L13-Attention

HHZZ included in UMich-EECS-498

2025-04-19 552 words 3 minutes

Contents

Attention Mechanisms in Neural Networks

introduction

What if Seq to Seq models processed long long sequences?

Attention Mechanisms

the core idea is that using weighted sum, and the coefficient can be learned from the model itself

In math, we do not actually care that wether input is a sequence or not.

given hidden states $h_i$ and the context vector $c$, we can calculate the attention weights as follows:

$$ e_{t, i, j} = f_{att}(s_{t-1}, h_{i,j}) \ a_{t, :, :} = softmax(e_{t, :, :}) \ c_{t} = \sum_{i,j} a_{t, i, j} h_{i,j} $$

“Show, attend and tell” ICML 2015, which setoff “X, Attend, and Y” 😆

Attention Layers

then we wanna abstract this attention mechanism into a general attention layer, as so many work proves that attention mechanism is a crucial component in neural networks

Inputs:

Query vector $q$, Shape: ($D_Q$,)

Input vector $x$, Shape: ($N_X$, $D_Q$)

Similarity function $f_{att}$, at first is (scaled) dot production

Computation:

Similarity: $e$, Shape: ($N_X$, ), usually $e_i = q*X_i/\sqrt{D_Q}$

Attention weights: $a$, Shape: ($N_X$, )

Output vector: $y = \sum_{i=1}a_i x_i$, Shape: ($D_Q$, )

now then we turn into matrix form:

Inputs:

Query matrix $Q$, Shape: ($N_Q$, $D_Q$)

Input matrix $X$, Shape: ($N_X$, $D_Q$)

Computation:

Similarity: $E = Q*X^T/\sqrt{D_Q}$, Shape: ($N_Q$, $N_X$)

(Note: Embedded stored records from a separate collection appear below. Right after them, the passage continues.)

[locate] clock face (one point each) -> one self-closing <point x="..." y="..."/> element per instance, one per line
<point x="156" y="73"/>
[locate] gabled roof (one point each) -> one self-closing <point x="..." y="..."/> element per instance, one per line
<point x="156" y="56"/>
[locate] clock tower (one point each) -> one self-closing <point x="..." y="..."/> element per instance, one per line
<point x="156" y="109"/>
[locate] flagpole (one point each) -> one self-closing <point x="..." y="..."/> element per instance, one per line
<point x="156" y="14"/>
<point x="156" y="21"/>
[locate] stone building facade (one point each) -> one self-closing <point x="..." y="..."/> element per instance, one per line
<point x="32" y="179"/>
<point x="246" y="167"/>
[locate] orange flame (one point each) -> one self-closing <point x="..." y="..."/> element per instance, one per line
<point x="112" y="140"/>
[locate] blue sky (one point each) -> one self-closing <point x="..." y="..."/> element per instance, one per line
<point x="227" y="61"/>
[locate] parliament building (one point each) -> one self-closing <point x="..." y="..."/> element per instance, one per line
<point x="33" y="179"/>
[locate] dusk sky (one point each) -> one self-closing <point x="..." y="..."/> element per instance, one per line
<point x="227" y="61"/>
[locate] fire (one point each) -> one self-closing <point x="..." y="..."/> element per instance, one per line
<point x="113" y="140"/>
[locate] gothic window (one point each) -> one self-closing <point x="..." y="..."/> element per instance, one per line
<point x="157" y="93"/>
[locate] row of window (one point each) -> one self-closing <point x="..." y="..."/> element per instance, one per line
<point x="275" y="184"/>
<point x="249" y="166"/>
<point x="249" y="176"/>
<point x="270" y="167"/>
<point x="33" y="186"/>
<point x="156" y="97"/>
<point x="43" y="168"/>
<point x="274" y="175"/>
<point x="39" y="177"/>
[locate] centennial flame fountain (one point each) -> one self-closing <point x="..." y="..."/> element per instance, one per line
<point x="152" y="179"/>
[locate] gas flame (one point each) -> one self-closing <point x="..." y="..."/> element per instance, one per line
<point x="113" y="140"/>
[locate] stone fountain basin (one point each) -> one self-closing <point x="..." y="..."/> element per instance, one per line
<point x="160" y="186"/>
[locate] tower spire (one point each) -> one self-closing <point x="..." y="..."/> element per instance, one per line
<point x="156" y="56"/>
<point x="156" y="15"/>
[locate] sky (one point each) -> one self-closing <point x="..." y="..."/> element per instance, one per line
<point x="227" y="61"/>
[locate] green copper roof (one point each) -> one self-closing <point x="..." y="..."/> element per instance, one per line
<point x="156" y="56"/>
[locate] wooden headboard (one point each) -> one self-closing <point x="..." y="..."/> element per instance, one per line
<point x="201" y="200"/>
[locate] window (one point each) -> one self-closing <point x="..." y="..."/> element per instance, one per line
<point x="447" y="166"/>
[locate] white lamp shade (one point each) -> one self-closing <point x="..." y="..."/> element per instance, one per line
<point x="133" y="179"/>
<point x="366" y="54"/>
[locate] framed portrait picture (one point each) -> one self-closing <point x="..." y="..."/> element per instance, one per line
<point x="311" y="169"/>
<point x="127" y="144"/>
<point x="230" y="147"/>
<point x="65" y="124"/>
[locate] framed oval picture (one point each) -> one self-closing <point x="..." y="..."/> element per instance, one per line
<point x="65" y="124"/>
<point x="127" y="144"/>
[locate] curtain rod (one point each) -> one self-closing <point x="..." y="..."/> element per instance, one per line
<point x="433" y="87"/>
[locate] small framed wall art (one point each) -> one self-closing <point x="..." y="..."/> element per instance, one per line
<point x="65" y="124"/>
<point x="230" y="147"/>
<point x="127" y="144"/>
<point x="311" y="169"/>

Attention weights: $A = softmax(E,dim=1)$, Shape: ($N_Q$, $N_X$)

Output vector: $Y = A*X$, Shape: ($N_Q$, $D_Q$)

$X$ was used twice (for similarity and output), and we wanna separate them into two matrices to make it more clear and flexible… KQV! 😉

Inputs:

Query matrix $Q$, Shape: ($N_Q$, $D_Q$)

Input matrix $X$, Shape: ($N_X$, $D_X$)

Key matrix $W_K$, Shape: ($D_X$, $D_Q$)

Value matrix $W_V$, Shape: ($D_X$, $D_V$)

Computation:

Key vectors: $K = XW_K$, Shape: ($N_X$, $D_Q$)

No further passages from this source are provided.